🌐 Try the interactive explorer → — predict concrete strength from mix composition in your browser, no installation needed.
Concrete, the second most widely used material in the world, accounts for 6–8% of global anthropogenic CO₂ emissions, largely due to Portland cement production (~0.8 tons CO₂ per ton of cement). Here, we introduce BOxCrete, an open-source Bayesian optimization framework for probabilistic strength curve prediction and sustainable mix design. We invite researchers and practitioners from all disciplines including AI, machine learning, computer science, materials science, and civil engineering to collaborate on discovering more sustainable concrete formulations that are applicable to a wide array of construction projects, at scale. For more information, please see "BOxCrete: A Bayesian Optimization Open-Source AI Model for Concrete Strength Forecasting and Mix Optimization".
This repository contains probabilistic models and data for the
- Compressive strength of concrete and mortar mixes
- The associated global warming potential (GWP)
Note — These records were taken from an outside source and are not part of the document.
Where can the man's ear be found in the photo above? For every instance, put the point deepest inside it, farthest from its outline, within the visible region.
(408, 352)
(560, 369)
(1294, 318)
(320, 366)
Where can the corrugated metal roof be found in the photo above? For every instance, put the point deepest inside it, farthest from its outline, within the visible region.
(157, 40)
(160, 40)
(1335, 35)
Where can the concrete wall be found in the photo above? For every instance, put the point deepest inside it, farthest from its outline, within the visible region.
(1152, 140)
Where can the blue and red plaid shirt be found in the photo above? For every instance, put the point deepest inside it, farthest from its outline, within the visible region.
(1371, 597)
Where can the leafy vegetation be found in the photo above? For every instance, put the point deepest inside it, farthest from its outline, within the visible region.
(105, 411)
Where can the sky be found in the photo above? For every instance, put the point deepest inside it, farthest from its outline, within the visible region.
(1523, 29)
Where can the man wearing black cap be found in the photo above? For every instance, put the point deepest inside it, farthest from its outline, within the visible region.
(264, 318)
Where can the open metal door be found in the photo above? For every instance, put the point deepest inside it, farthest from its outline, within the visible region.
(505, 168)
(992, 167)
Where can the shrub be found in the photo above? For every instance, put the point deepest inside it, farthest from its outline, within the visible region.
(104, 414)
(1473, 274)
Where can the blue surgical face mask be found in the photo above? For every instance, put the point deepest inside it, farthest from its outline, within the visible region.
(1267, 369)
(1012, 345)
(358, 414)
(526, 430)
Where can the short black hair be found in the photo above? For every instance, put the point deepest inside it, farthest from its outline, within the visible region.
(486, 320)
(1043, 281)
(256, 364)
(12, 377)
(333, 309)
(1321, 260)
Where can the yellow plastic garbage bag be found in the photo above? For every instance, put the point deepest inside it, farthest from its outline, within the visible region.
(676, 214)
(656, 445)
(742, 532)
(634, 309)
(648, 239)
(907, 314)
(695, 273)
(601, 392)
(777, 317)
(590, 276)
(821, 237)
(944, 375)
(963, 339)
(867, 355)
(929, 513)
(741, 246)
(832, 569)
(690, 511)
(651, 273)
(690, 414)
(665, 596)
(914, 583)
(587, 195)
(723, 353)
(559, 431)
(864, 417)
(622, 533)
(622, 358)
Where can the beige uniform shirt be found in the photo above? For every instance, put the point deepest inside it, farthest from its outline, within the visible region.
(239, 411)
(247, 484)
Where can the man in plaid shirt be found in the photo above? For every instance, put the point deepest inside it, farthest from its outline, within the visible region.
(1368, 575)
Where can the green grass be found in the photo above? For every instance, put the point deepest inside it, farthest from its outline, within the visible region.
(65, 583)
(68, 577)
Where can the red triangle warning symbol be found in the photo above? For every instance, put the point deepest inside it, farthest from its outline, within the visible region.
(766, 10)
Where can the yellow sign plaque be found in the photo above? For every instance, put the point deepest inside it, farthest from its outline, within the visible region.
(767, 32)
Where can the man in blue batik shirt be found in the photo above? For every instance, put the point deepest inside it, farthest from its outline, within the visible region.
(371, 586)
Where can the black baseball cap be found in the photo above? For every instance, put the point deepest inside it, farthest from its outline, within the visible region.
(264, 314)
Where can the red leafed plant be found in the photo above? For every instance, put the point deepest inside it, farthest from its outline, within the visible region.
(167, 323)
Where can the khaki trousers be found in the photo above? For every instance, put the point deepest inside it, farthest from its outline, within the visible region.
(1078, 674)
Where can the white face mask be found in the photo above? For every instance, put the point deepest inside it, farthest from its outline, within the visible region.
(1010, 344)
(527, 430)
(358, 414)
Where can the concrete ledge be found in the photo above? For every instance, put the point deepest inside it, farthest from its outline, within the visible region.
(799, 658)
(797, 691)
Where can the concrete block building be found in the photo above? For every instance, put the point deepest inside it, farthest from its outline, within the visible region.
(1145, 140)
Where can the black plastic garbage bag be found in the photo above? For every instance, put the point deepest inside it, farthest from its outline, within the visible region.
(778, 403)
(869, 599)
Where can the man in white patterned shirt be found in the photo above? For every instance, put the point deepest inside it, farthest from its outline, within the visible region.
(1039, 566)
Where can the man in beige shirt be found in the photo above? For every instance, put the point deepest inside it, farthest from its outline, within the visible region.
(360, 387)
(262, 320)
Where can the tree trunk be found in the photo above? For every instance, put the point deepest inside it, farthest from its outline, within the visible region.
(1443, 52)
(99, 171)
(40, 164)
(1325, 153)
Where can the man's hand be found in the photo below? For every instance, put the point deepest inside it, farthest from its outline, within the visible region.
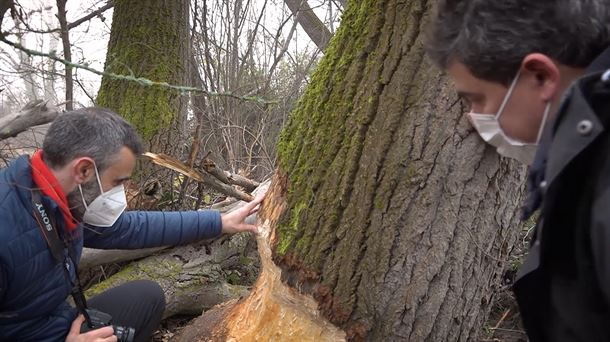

- Slump prediction using Gaussian Process regression with derived features
as a function of their composition, consisting of cement, fly ash, slag, fine and coarse aggregate, admixtures, and water, to name a few basic ingredients. See boxcrete/models.py for implementation details.
- BOxCrete data (
data/boxcrete_data.csv): Combined mortar and concrete mix compositions with strength measurements at multiple curing ages, GWP values, and multiple material sources. This is the single unified dataset used for all model training.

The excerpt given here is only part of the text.